When I left home for university in Berkeley, Calif., I forgot much about my former life and why I had never felt like an American, as well as much of the spiritual paraphernalia around what it meant to be Jewish. I was living a secular life with few friends who were members of the tribe. Sojourns into academia also landed me in states like Idaho, where I never ran into other Jews; subsequently, the effect of that was a foreseeable further distancing from the religious practices I had experienced as a babe-in-arms. Fate delivered a husband to me, and eventually, a son who returned me to a Jewish life. I remember the moment when he came home from Hebrew school and told me excitedly about how the placement of challah under a cover and over the Shabbat tablecloth recreates the miracle of the manna the Israelites ate every day following the exodus from Egypt. He enthusiastically went on to say that the rich, eggy, yeast-leavened bread that is usually braided or twisted before baking is placed between the challah board and the challah cover to resemble the manna that was encased between layers of dew that preserved its freshness.

No one in my past had ever provided this kind of information, and suddenly, I had the sense of using an object (challah) to connect me to my larger Jewish family. This bread actually meant something to someone who was latterly impervious to those meanings. This was an emotional terrain I had left far behind, but one I was willing to begin to traverse anew. I could share the journey of becoming a better and more informed Jew with my voluble offspring.

In 2016, my boy and I moved to Greensboro, N.C., so he could pursue graduate studies and his dream of becoming a Civil War historian. We were fortunate to have a good bakery within walking distance, one that made challahs every Friday. Each week a challah would rest on our table as we welcomed in the holiday.

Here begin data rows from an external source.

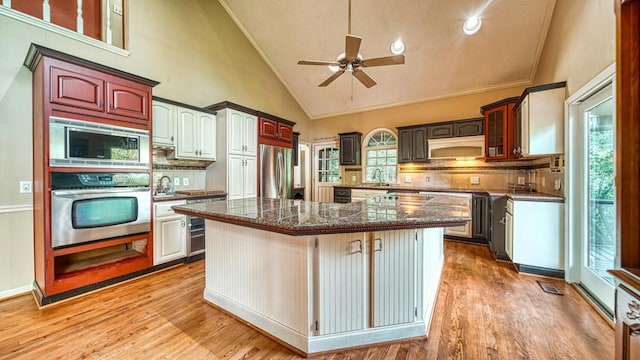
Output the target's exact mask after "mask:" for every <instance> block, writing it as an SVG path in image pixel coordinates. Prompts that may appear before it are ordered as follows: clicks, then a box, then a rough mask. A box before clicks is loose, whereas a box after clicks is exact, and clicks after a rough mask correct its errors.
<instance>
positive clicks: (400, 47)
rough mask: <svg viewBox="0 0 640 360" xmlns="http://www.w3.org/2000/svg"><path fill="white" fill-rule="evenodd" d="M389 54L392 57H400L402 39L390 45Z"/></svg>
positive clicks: (400, 53)
mask: <svg viewBox="0 0 640 360" xmlns="http://www.w3.org/2000/svg"><path fill="white" fill-rule="evenodd" d="M391 52H392V53H393V54H394V55H400V54H402V53H403V52H404V42H402V39H400V38H398V39H397V40H396V41H394V42H392V43H391Z"/></svg>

Several months ago, while looking for anI was startled to see challah covers featured on the website item on Etsy, I was startled to see challah covers featured on the website. Apparently, a woman (with what seemed to be a Jewish surname) in Pittsboro, N.C., was making them. I decided to buy one, and its appearance would lend the intended decorative and ceremonial aspect to the set table. After placing the order, I read some essays on the Internet and learned that the challah cover (which can be made of any fabric, even paper) is not only symbolic, but holds a halachic function When I finally received the beautiful, ornate and machine-embroidered cover, the experience somehow propelled me into joining the synagogue in my new city. I was no longer a Jew simply by having been born to Jewish parents but by moving that legacy into action. And my child was the instigator.

The present life of this challah cover is more than simply lying atop the soon-to-be consumed challah on a Friday night. It takes me back to the challah covers of my youth, particularly to the one that my German grandmother made out of a rarefied linen cloth. It is a way of reconstituting personal history and sharing this as my son takes on the significances of becoming a Jewish man. It is a reminder of my heritage and the pride that I can take in that. The icing on the cake is that a Jewish woman in a very small town in North Carolina was moved to create the challah covers and market them to the public at large, and I decided to forge a bond between us by purchasing one. I only know her name and the fact that she is a textile artist, but the threads of the tapestry between us are now shared in an acknowledgement of a common community and history.

I treasure this artifact because it will always remind me of the second chance I took of creating a new life in the Tar Heel State, and is—as we used to say in graduate school—the objective correlative of translating the relocation impulse into a final home.